Selon les estimations de l’Insurance Information Institute (III), près de deux millions de déclarations de sinistres décès sont présentées chaque année par les ayants droit aux Etats-Unis. En cas de propagation de l’épidémie dans ce pays, le nombre de décès pourrait augmenter de 100 000 unités par an. La sinistralité des assureurs vie va ainsi s’accroître de près de 5%. L’III juge cette hausse de la mortalité raisonnable. Elle ne pourra en aucun cas mettre en péril la solvabilité des assureurs américains.

Impact économique

Une catastrophe d’une telle ampleur pourrait affecter non seulement les économies des pays touchés par l’épidémie, mais également celles des pays voisins. Selon la Banque Mondiale, le préjudice pourrait s’élever alors à 32,6 milliards USD d’ici la fin 2015, si le virus se propageait au-delà de la Guinée, du Liberia et de la Sierra Leone. Toujours selon la Banque Mondiale, le coût total de l’épidémie pour les finances publiques des trois pays sérieusement affectés atteint déjà les 500 millions USD.

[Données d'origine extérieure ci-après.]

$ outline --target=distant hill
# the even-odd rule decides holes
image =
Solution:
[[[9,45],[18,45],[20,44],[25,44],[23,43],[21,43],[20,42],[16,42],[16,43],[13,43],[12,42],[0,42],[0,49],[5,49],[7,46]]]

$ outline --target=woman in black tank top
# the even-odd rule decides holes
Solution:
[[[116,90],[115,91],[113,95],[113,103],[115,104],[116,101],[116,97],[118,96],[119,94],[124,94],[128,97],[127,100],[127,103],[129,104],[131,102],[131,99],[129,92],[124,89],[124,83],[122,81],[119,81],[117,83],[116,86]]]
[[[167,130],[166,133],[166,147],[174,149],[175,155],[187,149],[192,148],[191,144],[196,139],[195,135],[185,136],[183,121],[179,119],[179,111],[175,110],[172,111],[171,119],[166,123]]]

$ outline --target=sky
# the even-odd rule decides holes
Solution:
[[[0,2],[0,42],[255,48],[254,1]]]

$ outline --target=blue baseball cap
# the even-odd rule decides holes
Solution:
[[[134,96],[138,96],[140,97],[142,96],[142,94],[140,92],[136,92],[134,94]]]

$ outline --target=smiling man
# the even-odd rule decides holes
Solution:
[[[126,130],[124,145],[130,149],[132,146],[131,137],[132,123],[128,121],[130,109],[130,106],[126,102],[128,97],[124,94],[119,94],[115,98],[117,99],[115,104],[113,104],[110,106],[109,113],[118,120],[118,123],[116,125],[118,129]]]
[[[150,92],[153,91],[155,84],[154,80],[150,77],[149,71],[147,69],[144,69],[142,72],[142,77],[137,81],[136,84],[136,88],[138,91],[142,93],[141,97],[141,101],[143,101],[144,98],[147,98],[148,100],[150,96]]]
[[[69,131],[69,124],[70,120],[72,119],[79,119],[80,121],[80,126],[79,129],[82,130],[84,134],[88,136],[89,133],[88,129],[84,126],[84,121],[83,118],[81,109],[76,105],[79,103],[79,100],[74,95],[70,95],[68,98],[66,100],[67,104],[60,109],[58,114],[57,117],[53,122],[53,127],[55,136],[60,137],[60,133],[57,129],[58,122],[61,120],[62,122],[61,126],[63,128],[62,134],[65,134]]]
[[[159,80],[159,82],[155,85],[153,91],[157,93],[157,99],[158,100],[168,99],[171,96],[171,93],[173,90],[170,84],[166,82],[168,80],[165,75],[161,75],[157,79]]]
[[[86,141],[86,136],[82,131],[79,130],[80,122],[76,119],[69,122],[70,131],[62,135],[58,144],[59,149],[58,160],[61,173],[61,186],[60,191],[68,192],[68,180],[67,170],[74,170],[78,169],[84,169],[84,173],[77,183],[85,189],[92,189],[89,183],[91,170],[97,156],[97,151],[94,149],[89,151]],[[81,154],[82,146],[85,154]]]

Ces dégâts sont dus, entre autres, à:

  • la baisse de croissance du PIB qui perd 2,1 points en Guinée, 3,4 points au Liberia et 3,3 points en Sierra Leone. Ces pertes de croissance cumulées s’élèveraient à 359 millions USD en 2014,
  • la paralysie de l’activité économique avec les risques de fermeture d’entreprises ou d’altération des marchandises au niveau de l’Afrique de l’Ouest,
  • la perte d’exploitation,
  • la fermeture des frontières avec les pays voisins, ce qui perturberait les échanges commerciaux,
  • le risque d’une crise alimentaire,
  • la diminution de l’activité touristique,
  • l’absentéisme au travail,
  • le coût lié au traitement des patients : isolement des malades, soins, vaccins, etc.,
  • le recul des investissements dans la région.
La violente apparition du virus Ebola a mis les professionnels du secteur de l’assurance sur le qui-vive. Ces derniers anticipent les scénarios les plus pessimistes, en cas de propagation de la maladie dans des pays à fort taux de pénétration de l’assurance.